Said Mosher: "Connie knows when to put her foot down, and when not to put her foot down."

Of all of Middleton-Hope's past administrative jobs, only one ended on a sour note: her brief tenure as president of the Féderation des Femmes du Québec. The federation won't talk about Middleton-Hope, while Middleton-Hope says the federation came to regard the promotion of sovereignty as its primary concern.

"When you run into one focus, you lose sight of all the other variables that make up life," she said.

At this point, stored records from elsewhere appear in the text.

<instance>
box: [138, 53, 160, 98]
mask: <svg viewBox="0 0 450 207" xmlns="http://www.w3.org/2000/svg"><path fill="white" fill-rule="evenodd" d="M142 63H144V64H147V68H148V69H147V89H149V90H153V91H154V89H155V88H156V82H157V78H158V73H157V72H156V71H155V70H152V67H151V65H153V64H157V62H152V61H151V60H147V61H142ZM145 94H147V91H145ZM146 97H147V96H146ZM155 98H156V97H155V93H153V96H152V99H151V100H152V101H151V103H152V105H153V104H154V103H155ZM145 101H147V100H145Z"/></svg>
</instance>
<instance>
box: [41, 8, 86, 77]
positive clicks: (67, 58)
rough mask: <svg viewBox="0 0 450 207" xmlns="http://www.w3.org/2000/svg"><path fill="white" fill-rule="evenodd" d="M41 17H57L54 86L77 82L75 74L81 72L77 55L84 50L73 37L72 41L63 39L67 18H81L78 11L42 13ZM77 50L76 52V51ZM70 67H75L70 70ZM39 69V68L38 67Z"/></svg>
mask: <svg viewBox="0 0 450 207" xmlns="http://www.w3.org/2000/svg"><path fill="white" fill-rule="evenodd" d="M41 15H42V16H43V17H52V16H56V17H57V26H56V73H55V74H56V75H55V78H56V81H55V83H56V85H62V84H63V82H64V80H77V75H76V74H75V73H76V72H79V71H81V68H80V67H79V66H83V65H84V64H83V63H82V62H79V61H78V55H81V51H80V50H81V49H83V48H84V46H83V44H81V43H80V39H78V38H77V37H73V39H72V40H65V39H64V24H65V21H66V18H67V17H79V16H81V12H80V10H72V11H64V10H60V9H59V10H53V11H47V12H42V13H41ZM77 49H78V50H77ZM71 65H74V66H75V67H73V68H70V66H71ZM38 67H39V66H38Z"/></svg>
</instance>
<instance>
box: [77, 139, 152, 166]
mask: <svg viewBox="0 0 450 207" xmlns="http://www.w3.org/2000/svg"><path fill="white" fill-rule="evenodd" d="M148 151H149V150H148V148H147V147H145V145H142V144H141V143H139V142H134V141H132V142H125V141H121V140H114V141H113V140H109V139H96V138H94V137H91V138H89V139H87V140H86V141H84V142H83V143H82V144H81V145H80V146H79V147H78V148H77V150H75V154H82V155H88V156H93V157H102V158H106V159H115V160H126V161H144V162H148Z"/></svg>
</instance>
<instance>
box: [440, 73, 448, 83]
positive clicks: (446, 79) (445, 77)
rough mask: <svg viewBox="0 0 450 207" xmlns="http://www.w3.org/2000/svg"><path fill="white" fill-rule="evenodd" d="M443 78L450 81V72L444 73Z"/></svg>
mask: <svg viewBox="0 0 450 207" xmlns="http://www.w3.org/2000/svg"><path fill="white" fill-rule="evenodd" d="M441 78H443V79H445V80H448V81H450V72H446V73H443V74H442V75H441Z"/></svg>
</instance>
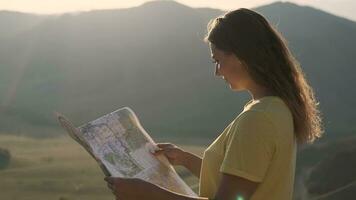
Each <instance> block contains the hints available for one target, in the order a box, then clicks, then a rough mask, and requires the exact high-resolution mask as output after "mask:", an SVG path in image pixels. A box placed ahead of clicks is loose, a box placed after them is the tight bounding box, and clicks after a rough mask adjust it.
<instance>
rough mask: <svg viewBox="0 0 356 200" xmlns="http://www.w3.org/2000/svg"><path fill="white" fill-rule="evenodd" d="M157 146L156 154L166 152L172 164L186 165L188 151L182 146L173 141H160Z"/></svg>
mask: <svg viewBox="0 0 356 200" xmlns="http://www.w3.org/2000/svg"><path fill="white" fill-rule="evenodd" d="M157 147H159V148H160V149H158V150H156V151H155V152H154V153H153V154H154V155H159V154H164V155H165V156H166V157H167V158H168V161H169V162H170V163H171V164H172V165H184V161H185V156H186V152H185V151H183V150H182V149H181V148H179V147H177V146H176V145H174V144H171V143H158V144H157Z"/></svg>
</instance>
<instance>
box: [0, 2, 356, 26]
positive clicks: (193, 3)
mask: <svg viewBox="0 0 356 200" xmlns="http://www.w3.org/2000/svg"><path fill="white" fill-rule="evenodd" d="M147 1H152V0H127V1H123V0H0V10H11V11H21V12H29V13H37V14H58V13H64V12H78V11H88V10H95V9H116V8H128V7H134V6H138V5H141V4H143V3H144V2H147ZM176 1H177V2H180V3H183V4H185V5H188V6H190V7H211V8H218V9H222V10H233V9H237V8H240V7H245V8H253V7H256V6H260V5H264V4H269V3H271V2H274V1H276V0H176ZM282 1H289V2H294V3H297V4H299V5H309V6H312V7H315V8H319V9H321V10H324V11H327V12H330V13H332V14H335V15H338V16H342V17H346V18H348V19H351V20H354V21H356V12H355V9H356V0H282Z"/></svg>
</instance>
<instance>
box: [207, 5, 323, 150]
mask: <svg viewBox="0 0 356 200" xmlns="http://www.w3.org/2000/svg"><path fill="white" fill-rule="evenodd" d="M205 41H206V42H211V43H212V44H214V45H215V46H216V48H218V49H220V50H222V51H224V52H227V53H234V54H235V55H236V57H238V58H239V59H240V60H241V61H242V63H244V65H245V66H246V67H247V71H248V73H249V74H250V76H251V77H252V79H253V80H254V81H255V82H256V83H257V84H259V85H262V86H264V87H266V88H268V89H269V90H270V91H272V93H273V94H274V95H276V96H279V97H280V98H282V99H283V101H284V102H285V103H286V105H287V106H288V107H289V109H290V110H291V113H292V116H293V122H294V132H295V134H296V137H297V141H298V143H299V144H303V143H312V142H313V141H314V140H315V139H317V138H320V137H321V136H322V132H323V130H322V128H321V117H320V112H319V110H318V102H317V101H316V98H315V96H314V92H313V89H312V87H311V86H310V85H309V84H308V82H307V80H306V79H305V76H304V73H303V71H302V69H301V67H300V64H299V63H298V61H297V60H296V59H295V58H294V56H293V55H292V53H291V51H290V50H289V49H288V47H287V41H286V40H285V39H284V37H283V36H282V35H281V34H280V33H279V32H278V31H277V30H276V29H275V28H274V27H273V26H272V25H271V24H270V23H269V22H268V21H267V20H266V19H265V18H264V17H263V16H262V15H260V14H259V13H257V12H254V11H252V10H249V9H246V8H241V9H238V10H235V11H231V12H228V13H226V14H225V15H223V16H221V17H218V18H215V19H213V20H211V21H210V22H209V24H208V34H207V36H206V37H205Z"/></svg>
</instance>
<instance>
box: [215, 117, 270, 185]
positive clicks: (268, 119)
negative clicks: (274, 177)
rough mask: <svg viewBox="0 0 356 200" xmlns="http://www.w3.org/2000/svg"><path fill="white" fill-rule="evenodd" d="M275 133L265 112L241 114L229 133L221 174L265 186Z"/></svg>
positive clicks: (230, 129)
mask: <svg viewBox="0 0 356 200" xmlns="http://www.w3.org/2000/svg"><path fill="white" fill-rule="evenodd" d="M275 131H276V129H275V126H274V125H273V124H272V121H271V120H270V119H269V118H268V117H267V116H266V114H265V113H264V112H262V111H246V112H245V113H243V114H241V115H240V116H239V117H238V118H237V119H236V120H235V122H234V124H233V125H232V127H231V129H230V131H229V132H228V138H227V141H226V150H225V155H224V159H223V162H222V164H221V166H220V172H223V173H227V174H231V175H235V176H239V177H242V178H245V179H248V180H250V181H254V182H262V181H263V180H264V177H265V175H266V172H267V170H268V167H269V166H270V163H271V161H272V158H273V155H274V152H275V148H276V142H275V139H274V137H275V135H276V134H275Z"/></svg>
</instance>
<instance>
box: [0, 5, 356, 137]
mask: <svg viewBox="0 0 356 200" xmlns="http://www.w3.org/2000/svg"><path fill="white" fill-rule="evenodd" d="M255 10H256V11H258V12H260V13H262V14H263V15H265V16H266V17H267V18H268V19H269V20H270V21H271V22H273V23H274V24H275V25H276V27H277V28H278V30H280V31H281V32H282V33H283V34H284V35H285V36H286V38H287V40H288V41H289V46H290V47H291V49H292V51H293V52H294V54H295V55H296V57H297V59H298V60H299V61H300V62H301V64H302V67H303V69H304V71H305V73H306V76H307V78H308V79H309V80H310V82H311V84H312V86H313V87H314V89H315V91H316V94H317V98H318V100H319V101H320V107H321V110H322V113H323V117H324V122H325V123H324V124H325V128H326V131H327V136H328V137H333V136H335V137H336V136H337V137H338V136H340V135H343V134H346V133H351V132H352V131H353V130H355V129H356V125H355V124H356V123H355V122H356V119H355V118H354V117H353V113H352V112H351V111H350V108H351V107H352V105H353V97H355V96H356V90H354V89H353V85H355V81H356V80H354V79H353V74H354V72H355V69H353V66H355V64H356V63H355V62H356V61H355V60H354V59H353V57H354V46H355V45H356V39H355V38H354V37H352V36H353V35H355V33H356V23H355V22H353V21H350V20H347V19H344V18H340V17H337V16H333V15H331V14H328V13H325V12H323V11H320V10H317V9H314V8H311V7H302V6H298V5H295V4H291V3H281V2H277V3H273V4H270V5H266V6H262V7H258V8H255ZM222 13H224V12H223V11H221V10H215V9H208V8H190V7H188V6H185V5H182V4H179V3H177V2H174V1H155V2H148V3H145V4H143V5H141V6H137V7H134V8H127V9H118V10H97V11H89V12H83V13H77V14H72V13H68V14H63V15H53V16H39V15H31V14H24V13H15V12H9V11H6V12H4V11H2V12H0V25H1V26H0V31H1V32H4V31H5V32H7V34H4V35H3V36H2V37H0V43H1V44H2V45H1V46H0V96H1V97H3V98H1V101H0V103H1V107H0V127H1V128H0V129H1V130H0V132H10V133H17V134H30V135H34V136H48V135H56V134H58V132H60V133H63V131H62V130H60V129H59V127H58V125H57V122H56V121H55V119H54V117H53V114H52V113H53V111H59V112H63V113H64V114H66V115H67V116H68V117H69V118H71V119H72V120H73V121H74V123H75V124H78V125H79V124H81V123H84V122H86V121H89V120H92V119H94V118H97V117H99V116H100V115H102V114H105V113H107V112H111V111H113V110H114V109H117V108H120V107H123V106H129V107H131V108H133V110H135V111H136V113H137V114H138V116H139V118H140V119H141V121H142V123H143V125H144V127H145V128H146V129H147V130H148V132H150V134H152V135H153V136H154V137H160V138H161V137H164V138H167V137H170V136H172V137H174V138H186V137H189V138H191V140H190V141H194V142H196V143H198V142H199V143H204V144H207V143H209V142H211V141H212V140H213V139H214V138H215V137H216V136H217V134H218V133H219V132H221V131H222V129H223V128H224V127H225V126H226V125H227V124H228V123H229V122H230V121H231V120H232V119H233V118H234V117H235V116H236V115H237V114H238V113H239V112H240V111H241V110H242V107H243V105H244V104H245V103H246V102H247V100H248V98H249V97H248V94H247V93H242V94H240V93H233V92H231V91H230V90H229V89H228V88H227V86H226V84H225V83H224V82H223V81H221V80H219V79H218V78H215V77H214V76H213V71H214V69H213V68H214V66H213V64H212V63H211V62H210V52H209V49H208V45H207V44H205V43H204V42H203V37H204V35H205V34H206V25H207V23H208V21H209V20H210V19H212V18H214V17H216V16H218V15H220V14H222ZM11 24H12V26H11V27H12V28H11V27H10V26H9V25H11Z"/></svg>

"Constance had a rough time with the women in the francophone feminist movement," said Peluso, also active in the women's movement. A lot of these movements and groups in Quebec are plagued with sovereignty as their priority. The federation actually believes that the nationalist movement in Quebec is good for women. When you show them how nationalist movements everywhere else in the world have turned against women, they say, `Oh yes, but that would never happen here.' And I say, `Oh really? Do you mean your men are better than other men? Is that what you're saying?''
It was while she was working at the Superior Council of Education that the fluently bilingual Middleton-Hope discovered that debating issues in a francophone arena is different from debating them in an anglophone environment.

"You learn to moderate your speech, you learn to use sequential arguments, you learn to present a recommendation that has had some detail brought to it, and then reinforce that recommendation," she said. "It's a different arena to work in. You have to know your players in Quebec. I've noticed in Ottawa, it's more of a scrum, rather than that poised approach, the re-thinking and coming to conclusions. In Quebec, you have to present your arguments in a way that they will be received, or else you're just going to be disregarded."

So says this moderate radical.

PS The job pays a stipend of $25,000 a year.